In the article, she said, “For reasons I still can’t explain, I decided to do something I had never done before: I gave them each one of my business cards and told them to keep it in their pockets, just in case. I also pointed out the security desk and told them that if they ever got separated from me, they should return right here to this very spot, and I would come for them.”
It turned out that her instructions came in handy because one of her children did get separated from the rest of the family. Thanks to the lost child holding on to the writer’s business card, she was eventually reunited with the rest of the family.
I had never thought of passing my business card to my kids (yes, I have a business card because I do freelance work), until I read the article.
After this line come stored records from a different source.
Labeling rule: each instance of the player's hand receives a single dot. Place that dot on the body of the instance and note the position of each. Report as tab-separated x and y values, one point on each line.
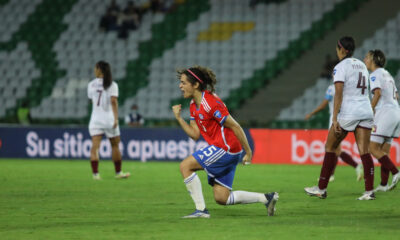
115	123
336	127
247	159
177	110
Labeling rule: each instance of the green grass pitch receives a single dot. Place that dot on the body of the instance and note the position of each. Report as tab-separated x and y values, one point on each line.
55	199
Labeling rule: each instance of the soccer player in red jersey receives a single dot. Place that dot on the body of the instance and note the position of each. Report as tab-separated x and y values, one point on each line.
209	117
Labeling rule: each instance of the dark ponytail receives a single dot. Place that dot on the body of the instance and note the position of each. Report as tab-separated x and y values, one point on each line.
204	76
378	57
106	71
348	44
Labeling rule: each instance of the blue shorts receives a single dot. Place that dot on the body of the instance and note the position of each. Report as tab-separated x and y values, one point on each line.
219	165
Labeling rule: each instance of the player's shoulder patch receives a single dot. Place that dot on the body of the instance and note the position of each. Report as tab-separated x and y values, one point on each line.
217	114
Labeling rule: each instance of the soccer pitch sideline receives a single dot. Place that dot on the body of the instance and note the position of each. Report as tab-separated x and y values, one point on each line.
54	199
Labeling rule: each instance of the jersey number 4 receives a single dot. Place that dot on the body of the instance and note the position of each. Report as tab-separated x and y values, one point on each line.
361	83
98	100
The very helpful tip came in handy when we had to attend a family day event for my husband’s organisation.
I put my business card in a card holder, put a lanyard on it and told Phoebie, my five and a half year old, to wear it the whole time we were at the event. My husband and I also told Phoebie who she could look out for if she got separated from us. There were marshalls at the event and we told Phoebie that she could look for them and show them my card if she got lost.
We made her rehearse the lines, “I got lost and I cannot find my parents. This is my Mummy’s name card. Please help me call her and tell her that you found me.” Phoebie was made to say this a few times and we made sure she knew what to do.
Thankfully, Phoebie didn’t get lost during the family day event. Nevertheless, having the lanyard with my business card on her was a little more assuring that we would be able to locate her if she did.
While we always do what we can to ensure that our children do not get lost, having a plan in case they get lost helps.
(Of course, I pray that Phoebie never has to use my card because I would totally freak out if she really got lost.)